Hace apenas 15 años nadie pedía esto. La gente quería almejas pismo. Cuando el gobierno tuvo que vedarlas por colapso, la chocolata llenó ese vacío. Una nueva generación de comensales se acostumbró a su dulzor y su pie rojo, asumiendo que era un recurso infinito. Pero aquí viene lo preocupante: nadie tiene cifras reales. El sistema de registro gubernamental funciona a ciegas. Todo lo que se vende local, todo lo que se mueve en las carretas de Ensenada, simplemente no aparece en las estadísticas oficiales.

En enero de este año, la SADER decretó una veda de dos años en Baja California Sur para las almejas chocolatas. Biológicamente tiene sentido. Pero la voracidad del mercado encuentra formas de burlar las fronteras. Ahora solo cambian el punto de extracción, mueven los papeles de un lado al otro del golfo, y la demanda sigue siendo el rey.

Lo interesante es que la reacción vino desde las cocinas. Un grupo de chefs mexicanos importantes —nombres como Eduardo García, Elena Reygadas, Javier Plascencia, Benito Molina— firmaron un manifiesto para retirar voluntariamente las almejas chocolatas de sus restaurantes. Es un boicot ético, similar al que los cocineros españoles aplicaron con la anguila. Estos chefs tienen una audiencia y una cercanía con la gente que los gobiernos no tienen.
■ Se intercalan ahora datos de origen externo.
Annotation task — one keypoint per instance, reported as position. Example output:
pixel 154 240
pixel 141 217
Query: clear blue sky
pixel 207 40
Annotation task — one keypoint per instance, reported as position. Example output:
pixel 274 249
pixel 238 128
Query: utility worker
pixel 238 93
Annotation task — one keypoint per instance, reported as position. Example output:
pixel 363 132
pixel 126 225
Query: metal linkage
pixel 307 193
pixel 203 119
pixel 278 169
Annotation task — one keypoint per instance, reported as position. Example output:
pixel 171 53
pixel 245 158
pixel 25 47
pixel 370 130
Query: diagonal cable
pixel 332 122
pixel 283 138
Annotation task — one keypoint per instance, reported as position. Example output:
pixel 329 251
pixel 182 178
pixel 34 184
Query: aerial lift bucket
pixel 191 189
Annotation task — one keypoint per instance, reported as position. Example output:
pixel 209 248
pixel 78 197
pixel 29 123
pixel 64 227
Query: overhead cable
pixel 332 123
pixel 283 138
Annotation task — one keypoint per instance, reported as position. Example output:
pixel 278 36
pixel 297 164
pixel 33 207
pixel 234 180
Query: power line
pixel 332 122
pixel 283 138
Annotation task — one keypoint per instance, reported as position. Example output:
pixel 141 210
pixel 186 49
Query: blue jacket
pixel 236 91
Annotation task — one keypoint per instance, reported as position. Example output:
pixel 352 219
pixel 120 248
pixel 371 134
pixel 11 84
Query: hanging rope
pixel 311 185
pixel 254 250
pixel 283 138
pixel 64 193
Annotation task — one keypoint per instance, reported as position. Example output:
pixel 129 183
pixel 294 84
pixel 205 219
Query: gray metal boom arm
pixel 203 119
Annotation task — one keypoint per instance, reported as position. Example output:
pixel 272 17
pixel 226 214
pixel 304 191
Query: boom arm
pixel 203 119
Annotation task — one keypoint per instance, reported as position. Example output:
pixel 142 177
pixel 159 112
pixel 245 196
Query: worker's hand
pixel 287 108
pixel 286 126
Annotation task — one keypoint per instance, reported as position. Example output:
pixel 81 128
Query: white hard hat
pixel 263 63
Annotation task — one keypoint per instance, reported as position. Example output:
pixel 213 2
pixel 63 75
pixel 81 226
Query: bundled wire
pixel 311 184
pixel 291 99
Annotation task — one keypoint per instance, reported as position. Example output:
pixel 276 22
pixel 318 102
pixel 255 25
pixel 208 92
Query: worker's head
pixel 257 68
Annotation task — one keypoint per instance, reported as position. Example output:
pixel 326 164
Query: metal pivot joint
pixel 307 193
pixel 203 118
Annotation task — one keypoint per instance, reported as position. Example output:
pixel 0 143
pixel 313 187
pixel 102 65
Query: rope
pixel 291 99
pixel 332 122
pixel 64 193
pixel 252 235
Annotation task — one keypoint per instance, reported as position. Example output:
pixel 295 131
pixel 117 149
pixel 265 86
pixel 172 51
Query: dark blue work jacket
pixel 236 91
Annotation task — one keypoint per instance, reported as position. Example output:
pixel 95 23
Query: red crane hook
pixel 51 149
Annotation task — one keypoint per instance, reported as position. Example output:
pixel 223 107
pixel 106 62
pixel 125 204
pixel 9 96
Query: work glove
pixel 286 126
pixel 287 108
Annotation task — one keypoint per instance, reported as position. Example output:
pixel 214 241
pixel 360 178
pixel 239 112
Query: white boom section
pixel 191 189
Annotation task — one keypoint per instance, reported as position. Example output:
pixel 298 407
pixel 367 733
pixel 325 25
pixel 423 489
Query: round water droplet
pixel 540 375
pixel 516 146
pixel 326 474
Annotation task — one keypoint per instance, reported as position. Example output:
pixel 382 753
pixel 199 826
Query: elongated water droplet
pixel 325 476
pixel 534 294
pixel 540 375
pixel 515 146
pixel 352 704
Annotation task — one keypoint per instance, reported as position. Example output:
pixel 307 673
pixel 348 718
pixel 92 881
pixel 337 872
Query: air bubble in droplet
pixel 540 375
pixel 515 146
Pero renunciar a un insumo tan cotizado tiene un costo real. Este distribuidor que mencioné consumía hasta 1,000 docenas de almejas por semana. Decidieron parar en febrero. Fue un golpe directo al volumen de facturación. Tuvieron discusiones ásperas internamente, pero la postura ética ganó. Como dice el oceanógrafo: queremos que haya almejas para nuestros nietos y bisnietos.

Para los contextos donde aún no hay veda oficial y los clientes insisten, la industria propone una regla: exigir que cada almeja pese como mínimo 200 gramos. Con ese peso ya sabemos que la almeja se reprodujo varias veces. Aceptar conchas de 150, 100 o esos alarmantes 80 gramos que inundan el mercado es financiar su extinción a mordiscos.

Ahora bien, salvar a la almeja chocolata no significa renunciar al marisco. Hay alternativas con poblaciones saludables. La almeja pismo se recuperó y tiene ventanas de captura legal. También está la almeja reina o mantequilla, con texturas y dulzor únicos, y la pata de mula roja, con poblaciones estables.

La gastronomía mexicana está en un nivel que exige operar con estándares de sostenibilidad. El marisco silvestre necesita descansos. La visión final es una industria educada donde la almeja chocolata tenga 6 meses de veda y 6 de disponibilidad, rotando con otras especies. O aprendemos hoy esta cultura del descanso, o las almejas chocolatas solo existirán en los recetarios del futuro.